The question of constitutionally tolerable delay with respect to the prosecution of minor regulatory and human welfare offences under the Provincial Offences Act, R.S.O., 1990, c. P.33 (“POA”) has been the source of much recent debate. 1 In this most recent judicial installment, Justice Libman of the Ontario Court of Justice dismissed two appeals and upheld the decisions to stay charges under the Highway Traffic Act, R.S.O. 1990 c.H.8 ("HTA") as a result of violations of the defendants' 11(b) rights under the Canadian Charter of Rights and Freedoms ("Charter").
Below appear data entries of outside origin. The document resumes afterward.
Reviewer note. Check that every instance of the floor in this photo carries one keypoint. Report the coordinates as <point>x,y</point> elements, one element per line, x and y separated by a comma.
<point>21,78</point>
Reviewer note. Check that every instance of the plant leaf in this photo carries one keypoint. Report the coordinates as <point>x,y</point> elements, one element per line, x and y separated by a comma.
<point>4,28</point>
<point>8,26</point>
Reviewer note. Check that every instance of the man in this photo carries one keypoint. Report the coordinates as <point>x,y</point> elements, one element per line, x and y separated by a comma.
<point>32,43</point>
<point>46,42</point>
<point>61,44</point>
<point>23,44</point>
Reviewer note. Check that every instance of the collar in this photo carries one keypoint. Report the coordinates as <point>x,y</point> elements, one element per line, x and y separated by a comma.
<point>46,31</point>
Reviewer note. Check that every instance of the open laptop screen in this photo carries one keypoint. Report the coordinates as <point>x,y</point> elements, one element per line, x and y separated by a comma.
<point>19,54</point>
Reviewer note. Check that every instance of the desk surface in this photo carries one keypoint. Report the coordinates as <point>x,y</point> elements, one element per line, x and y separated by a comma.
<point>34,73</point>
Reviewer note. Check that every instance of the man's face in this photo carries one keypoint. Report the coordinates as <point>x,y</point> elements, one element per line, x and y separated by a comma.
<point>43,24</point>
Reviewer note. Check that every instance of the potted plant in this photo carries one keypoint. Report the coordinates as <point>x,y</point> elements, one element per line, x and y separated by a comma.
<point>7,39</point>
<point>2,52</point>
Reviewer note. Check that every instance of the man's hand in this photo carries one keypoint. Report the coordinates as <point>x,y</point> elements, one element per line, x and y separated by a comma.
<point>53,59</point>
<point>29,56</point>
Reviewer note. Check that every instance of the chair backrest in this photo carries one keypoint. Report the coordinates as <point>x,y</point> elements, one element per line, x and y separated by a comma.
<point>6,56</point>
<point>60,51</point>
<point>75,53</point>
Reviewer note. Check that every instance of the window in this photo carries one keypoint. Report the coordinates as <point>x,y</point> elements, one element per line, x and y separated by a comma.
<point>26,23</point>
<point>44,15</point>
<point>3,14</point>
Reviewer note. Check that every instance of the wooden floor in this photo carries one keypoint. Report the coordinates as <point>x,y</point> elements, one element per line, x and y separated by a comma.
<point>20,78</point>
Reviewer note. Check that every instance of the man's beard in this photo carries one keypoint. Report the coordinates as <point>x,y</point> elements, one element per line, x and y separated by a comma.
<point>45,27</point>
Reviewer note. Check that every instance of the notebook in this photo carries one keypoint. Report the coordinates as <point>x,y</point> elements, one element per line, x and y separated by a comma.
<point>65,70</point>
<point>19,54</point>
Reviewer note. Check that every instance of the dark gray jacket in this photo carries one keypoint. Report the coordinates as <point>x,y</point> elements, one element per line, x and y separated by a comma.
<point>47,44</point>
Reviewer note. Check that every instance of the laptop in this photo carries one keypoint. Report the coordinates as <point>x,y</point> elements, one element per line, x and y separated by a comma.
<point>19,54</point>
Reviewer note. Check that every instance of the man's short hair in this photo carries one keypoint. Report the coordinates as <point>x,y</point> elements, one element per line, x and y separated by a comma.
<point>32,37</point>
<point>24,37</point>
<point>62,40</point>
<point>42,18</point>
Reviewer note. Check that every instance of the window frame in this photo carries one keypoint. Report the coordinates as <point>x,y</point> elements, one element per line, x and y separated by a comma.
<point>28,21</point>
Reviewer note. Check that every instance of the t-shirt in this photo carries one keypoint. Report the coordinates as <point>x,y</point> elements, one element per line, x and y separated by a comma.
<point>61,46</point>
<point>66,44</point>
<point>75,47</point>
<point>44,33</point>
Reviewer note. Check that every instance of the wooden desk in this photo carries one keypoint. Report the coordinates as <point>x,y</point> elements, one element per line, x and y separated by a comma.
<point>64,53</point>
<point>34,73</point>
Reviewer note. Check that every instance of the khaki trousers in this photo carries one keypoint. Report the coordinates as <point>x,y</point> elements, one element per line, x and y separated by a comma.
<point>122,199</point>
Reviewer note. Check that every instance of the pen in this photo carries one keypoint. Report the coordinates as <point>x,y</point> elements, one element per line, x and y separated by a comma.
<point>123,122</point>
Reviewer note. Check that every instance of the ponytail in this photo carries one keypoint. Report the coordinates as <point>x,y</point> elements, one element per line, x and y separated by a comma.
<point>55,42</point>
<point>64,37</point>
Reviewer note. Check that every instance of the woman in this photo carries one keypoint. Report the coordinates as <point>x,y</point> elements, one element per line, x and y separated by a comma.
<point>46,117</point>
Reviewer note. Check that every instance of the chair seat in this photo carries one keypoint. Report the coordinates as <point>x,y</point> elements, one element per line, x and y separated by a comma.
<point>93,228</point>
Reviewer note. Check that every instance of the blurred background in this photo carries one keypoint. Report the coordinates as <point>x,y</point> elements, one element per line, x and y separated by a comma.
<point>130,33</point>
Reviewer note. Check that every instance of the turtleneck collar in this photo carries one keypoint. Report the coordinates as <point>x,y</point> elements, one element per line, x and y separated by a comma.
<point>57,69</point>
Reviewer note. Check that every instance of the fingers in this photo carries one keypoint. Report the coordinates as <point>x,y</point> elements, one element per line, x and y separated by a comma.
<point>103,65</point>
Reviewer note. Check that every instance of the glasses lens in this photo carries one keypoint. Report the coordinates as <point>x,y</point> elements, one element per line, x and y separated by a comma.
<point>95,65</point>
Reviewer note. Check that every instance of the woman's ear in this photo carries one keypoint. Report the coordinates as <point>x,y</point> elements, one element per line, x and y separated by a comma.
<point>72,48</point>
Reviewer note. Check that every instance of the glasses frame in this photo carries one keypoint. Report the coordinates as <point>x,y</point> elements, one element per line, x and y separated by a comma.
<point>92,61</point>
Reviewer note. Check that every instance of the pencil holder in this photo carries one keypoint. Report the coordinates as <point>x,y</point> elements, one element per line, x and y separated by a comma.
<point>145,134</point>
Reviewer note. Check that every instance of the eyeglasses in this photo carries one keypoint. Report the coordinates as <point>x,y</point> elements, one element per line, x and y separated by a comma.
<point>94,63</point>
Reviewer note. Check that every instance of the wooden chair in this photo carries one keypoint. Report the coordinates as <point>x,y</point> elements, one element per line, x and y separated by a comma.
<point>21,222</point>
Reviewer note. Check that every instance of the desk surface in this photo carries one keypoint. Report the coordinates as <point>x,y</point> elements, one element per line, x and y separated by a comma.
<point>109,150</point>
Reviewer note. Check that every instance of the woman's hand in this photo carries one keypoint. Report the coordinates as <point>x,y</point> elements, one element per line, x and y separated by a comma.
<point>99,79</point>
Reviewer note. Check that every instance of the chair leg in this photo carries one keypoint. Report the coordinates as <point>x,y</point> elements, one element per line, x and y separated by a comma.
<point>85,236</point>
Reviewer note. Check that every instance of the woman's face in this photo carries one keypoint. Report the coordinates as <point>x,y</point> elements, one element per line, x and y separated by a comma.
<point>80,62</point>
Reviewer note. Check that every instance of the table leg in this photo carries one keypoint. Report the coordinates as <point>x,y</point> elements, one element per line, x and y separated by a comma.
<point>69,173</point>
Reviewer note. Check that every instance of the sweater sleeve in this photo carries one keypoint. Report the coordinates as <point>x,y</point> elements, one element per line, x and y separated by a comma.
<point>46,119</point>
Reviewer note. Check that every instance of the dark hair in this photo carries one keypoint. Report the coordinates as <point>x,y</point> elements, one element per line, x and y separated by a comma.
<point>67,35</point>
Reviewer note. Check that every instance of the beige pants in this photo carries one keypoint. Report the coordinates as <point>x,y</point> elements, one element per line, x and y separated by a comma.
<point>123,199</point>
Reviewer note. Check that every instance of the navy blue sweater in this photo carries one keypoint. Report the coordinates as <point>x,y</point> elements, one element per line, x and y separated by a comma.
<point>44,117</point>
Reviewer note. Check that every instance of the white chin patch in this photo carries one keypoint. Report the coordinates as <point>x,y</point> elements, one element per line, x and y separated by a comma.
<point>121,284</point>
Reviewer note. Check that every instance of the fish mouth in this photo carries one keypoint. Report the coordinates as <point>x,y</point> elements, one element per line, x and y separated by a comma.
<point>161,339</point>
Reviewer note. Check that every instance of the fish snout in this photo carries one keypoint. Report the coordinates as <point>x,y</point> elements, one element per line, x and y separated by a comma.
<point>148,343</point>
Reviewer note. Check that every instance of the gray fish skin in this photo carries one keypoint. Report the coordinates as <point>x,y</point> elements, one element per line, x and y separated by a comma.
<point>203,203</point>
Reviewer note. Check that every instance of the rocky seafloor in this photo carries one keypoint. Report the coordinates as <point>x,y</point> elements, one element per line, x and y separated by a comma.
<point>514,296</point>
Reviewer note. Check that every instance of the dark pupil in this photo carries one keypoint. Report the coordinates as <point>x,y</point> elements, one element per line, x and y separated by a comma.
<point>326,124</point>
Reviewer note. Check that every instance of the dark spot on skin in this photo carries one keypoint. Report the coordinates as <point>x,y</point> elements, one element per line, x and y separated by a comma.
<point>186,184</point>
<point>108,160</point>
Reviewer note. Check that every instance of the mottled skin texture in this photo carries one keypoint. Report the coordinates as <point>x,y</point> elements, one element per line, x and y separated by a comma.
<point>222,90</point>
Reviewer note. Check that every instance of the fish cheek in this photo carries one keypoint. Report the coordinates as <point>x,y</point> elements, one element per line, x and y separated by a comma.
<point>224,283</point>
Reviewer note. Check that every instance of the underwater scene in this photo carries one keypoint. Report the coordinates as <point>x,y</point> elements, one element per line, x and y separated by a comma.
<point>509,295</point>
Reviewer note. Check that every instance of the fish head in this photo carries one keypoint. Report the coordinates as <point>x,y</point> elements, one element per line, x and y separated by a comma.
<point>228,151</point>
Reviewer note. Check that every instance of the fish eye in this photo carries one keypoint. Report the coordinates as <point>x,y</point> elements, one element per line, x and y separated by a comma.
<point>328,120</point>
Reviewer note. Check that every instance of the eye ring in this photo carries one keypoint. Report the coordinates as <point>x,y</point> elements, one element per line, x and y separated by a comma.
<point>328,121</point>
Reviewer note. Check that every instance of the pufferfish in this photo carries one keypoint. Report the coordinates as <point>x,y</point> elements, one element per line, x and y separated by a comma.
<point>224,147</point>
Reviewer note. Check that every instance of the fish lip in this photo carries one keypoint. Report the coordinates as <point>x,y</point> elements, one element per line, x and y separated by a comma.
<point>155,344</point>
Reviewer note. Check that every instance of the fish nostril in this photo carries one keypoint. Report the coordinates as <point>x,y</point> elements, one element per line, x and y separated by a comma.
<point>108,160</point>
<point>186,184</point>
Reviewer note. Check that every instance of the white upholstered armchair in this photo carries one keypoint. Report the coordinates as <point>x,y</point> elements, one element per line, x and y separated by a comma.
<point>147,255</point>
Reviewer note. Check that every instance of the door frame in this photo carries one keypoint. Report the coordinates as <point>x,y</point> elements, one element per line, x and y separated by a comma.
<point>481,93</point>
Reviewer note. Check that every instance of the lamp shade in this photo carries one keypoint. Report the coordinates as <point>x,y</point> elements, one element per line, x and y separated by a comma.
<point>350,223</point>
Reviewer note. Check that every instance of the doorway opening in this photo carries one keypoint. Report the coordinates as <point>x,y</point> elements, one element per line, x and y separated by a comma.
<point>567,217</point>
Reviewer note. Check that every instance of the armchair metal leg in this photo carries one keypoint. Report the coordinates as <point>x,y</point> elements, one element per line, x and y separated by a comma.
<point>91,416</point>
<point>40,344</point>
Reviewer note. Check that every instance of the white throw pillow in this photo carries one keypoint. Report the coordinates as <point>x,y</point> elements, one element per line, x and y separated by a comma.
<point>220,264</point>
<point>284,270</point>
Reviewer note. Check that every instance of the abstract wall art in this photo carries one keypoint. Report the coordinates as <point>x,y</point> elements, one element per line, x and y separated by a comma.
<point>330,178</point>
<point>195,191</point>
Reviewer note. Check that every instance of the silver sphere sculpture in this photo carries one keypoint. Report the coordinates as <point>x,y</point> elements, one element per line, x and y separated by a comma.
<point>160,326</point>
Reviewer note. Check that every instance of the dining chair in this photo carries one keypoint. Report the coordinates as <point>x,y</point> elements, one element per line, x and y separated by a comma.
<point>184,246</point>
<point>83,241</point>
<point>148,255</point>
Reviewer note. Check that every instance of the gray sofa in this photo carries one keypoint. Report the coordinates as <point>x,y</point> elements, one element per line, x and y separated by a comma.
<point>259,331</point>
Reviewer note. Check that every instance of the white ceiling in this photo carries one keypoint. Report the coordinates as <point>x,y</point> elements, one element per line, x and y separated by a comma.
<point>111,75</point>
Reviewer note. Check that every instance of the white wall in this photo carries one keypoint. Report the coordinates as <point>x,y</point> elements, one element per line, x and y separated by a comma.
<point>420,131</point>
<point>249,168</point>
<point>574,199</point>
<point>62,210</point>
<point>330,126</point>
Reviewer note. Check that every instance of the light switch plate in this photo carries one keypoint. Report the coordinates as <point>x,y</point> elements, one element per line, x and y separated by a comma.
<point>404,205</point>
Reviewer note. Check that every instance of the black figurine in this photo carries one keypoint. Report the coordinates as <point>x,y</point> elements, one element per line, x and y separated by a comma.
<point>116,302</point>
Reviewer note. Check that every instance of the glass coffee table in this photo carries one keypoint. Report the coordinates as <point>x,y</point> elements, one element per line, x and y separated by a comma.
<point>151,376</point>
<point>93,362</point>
Section 11(b) of the Charter provides that every person charged with an offence is entitled to be "tried within a reasonable time". The Supreme Court has found that the 11(b) Charter right protects both the individual interest of an accused person, including: (a) the right to security of the person by minimizing anxiety, concern and stigma, (b) the right to liberty by limiting pre-trial custody, and (c) the right to a fair trial by proceeding when evidence is fresh, and a societal interest in having matters dealt with according to law and in an expeditious manner to enhance public confidence in the judicial system.2
There is a long line of jurisprudence with respect to assessing the reasonableness of delay for criminal matters. As a first step, courts consider the total length of the delay and the reason for the delay to determine whether the delay should be discounted. The second step is to weigh the delay as against factors including the severity of the charge, complexity of the matter, and prejudice suffered. These factors are then weighed against a guideline for tolerable delay which, for criminal matters in the provincial court, has been determined to be 8–10 months. The guideline does not include delay as a result of the "intake period" which reflects the amount of time for a matter to be set down for trial.
There are several key differences between criminal prosecutions and prosecutions under Part I of the POA. Criminal prosecutions are typically more serious, carry greater stigma, are the source of greater anxiety to defendants, and are more complicated and time consuming to dispose of than POA proceedings. There is also a greater societal interest in having criminal matters heard on the merits. Part I of the POA, on the other hand, was devised as a mechanism for "speedy justice" for minor offences for which the defendant may, at most, receive a fine and where there is minimal, if any, stigma or prejudice caused by delay. The POA is also the place where most people will experience the justice system. In 2010, 600,000 criminal charges as compared to over 2 million POA charges were laid.
Justice Libman concluded that with respect to POA Part I prosecutions, an intake period of 30–45 days was appropriate as a result of strict legislative timelines imposed for POA matters. He then concluded that a guideline of 8–9 months for delay is constitutionally tolerable systemic or institutional delay. As both matters fell outside of this guideline, the decision of the trial judges to stay the charges was upheld.
On November 21, 2011, the Court of Appeal for Ontario will hear the matter of R. v. Vellone, 2009 ONCJ 150, leave to appeal granted,  O.J. No. 1607 (C.A.), where the application of section 11(b) to POA Part I offences will again be considered.